1. A method for analyzing and determining a genetic coding sequence from a nucleotide sequence of interest comprising applying a preprocessing step using information from the sequence segment of interest and from segments of the sequence that are up-stream or down stream adjacent to the current segment of sequence of interest.

2. The method of claim 1, wherein the preprocessing step comprises a recurrent neural network to analyze information from the sequence segment of interest and from segments of the sequence that are up-stream or down stream adjacent to the current segment of sequence of interest.

3. The method of claim 1, wherein the preprocessing step implements a coding sensor to determine the presence or absence of coding information in a nucleotide sequence of interest.

4. The method of claim 1, wherein the preprocessing step comprises applying a coding sensor using a recurrent neural network to the sequence of interest.

5. A method for determining coding regions within a DNA sequence, the DNA sequence comprising a chain of nucleotides, comprising the steps of: calculating at least one content variable associated with a sampling window of a predetermined number of nucleotides centered at a selected nucleotide position; calculating at least one neighboring content variable associated with a neighboring sampling window of the predetermined number of nucleotides centered at a neighboring nucleotide; and based on the at least one content variable and the at least one neighboring content variable, predicting whether the selected nucleotide position is within a coding region of the DNA sequence.

6. The method of claim 5, wherein the at least one neighboring sampling window comprises an up-stream sampling window and wherein the at least one neighboring content variable comprises at least one up-stream content variable.

7. The method of claim 5, wherein the at least one neighboring sampling window comprises a down-stream sampling window and wherein the at least one neighboring content variable comprises at least one down-stream content variable.

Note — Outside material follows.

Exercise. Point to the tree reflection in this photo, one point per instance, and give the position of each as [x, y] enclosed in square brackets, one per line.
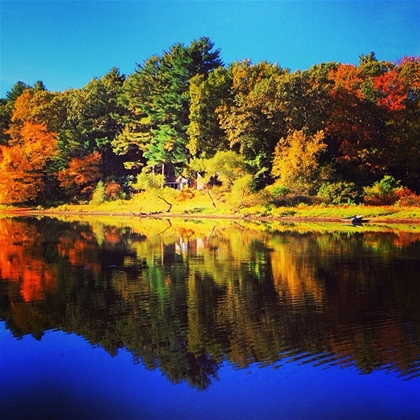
[187, 297]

8. The method of claim 5, wherein the at least one neighboring sampling window comprises at least one down-stream window and at least one up-stream sampling window; and wherein the at least one neighboring content variable comprises at least one down-stream content variable and at least one up- stream content variable.

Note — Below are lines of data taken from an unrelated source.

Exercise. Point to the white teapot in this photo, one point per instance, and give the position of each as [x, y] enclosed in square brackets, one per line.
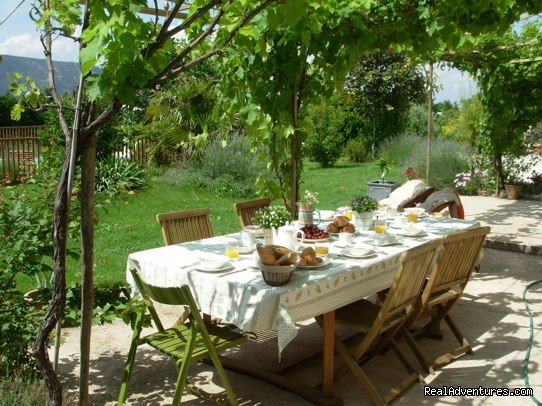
[287, 237]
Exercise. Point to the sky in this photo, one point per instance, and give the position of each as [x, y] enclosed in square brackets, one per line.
[18, 37]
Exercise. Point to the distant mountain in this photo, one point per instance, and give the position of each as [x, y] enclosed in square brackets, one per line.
[66, 73]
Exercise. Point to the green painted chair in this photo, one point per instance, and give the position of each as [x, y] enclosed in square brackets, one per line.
[185, 343]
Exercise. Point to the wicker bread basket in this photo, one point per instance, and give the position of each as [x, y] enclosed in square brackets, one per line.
[276, 275]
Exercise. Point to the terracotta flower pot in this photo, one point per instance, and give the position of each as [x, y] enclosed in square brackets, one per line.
[512, 191]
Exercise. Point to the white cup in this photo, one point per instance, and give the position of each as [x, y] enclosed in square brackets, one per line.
[391, 212]
[346, 238]
[248, 238]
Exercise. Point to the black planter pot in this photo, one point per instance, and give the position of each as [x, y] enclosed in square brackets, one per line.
[379, 190]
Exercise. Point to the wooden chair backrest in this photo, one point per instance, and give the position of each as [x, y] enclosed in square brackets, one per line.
[407, 284]
[247, 210]
[183, 226]
[179, 295]
[456, 261]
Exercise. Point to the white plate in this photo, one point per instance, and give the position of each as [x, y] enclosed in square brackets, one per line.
[385, 244]
[411, 233]
[202, 268]
[365, 253]
[325, 261]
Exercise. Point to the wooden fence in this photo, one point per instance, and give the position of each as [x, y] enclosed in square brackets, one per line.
[19, 151]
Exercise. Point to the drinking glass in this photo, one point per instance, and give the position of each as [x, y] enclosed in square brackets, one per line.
[232, 251]
[380, 226]
[321, 248]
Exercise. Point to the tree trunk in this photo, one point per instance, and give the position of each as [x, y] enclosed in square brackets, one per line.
[429, 122]
[294, 181]
[58, 302]
[500, 173]
[87, 249]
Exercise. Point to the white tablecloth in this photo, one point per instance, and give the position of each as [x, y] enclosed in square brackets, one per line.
[241, 297]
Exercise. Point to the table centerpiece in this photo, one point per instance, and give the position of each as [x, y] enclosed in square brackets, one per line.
[364, 206]
[270, 219]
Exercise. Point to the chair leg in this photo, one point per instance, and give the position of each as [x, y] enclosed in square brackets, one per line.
[182, 366]
[223, 377]
[413, 376]
[457, 333]
[127, 373]
[130, 360]
[356, 370]
[424, 363]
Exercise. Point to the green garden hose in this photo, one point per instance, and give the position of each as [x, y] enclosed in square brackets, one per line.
[530, 343]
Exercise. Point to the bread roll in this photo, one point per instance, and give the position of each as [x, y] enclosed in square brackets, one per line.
[267, 254]
[308, 257]
[340, 221]
[279, 251]
[287, 259]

9. The method of claim 5, wherein predicting whether the selected nucleotide position is within the coding region of the DNA sequence comprises processing the at least one content variable and the at least one neighboring content variable in a trained recurrent neural network in order to determine transition characteristics between the selected nucleotide position and the neighboring nucleotide position, said transition characteristics indicating whether the selected nucleotide position is in the coding region.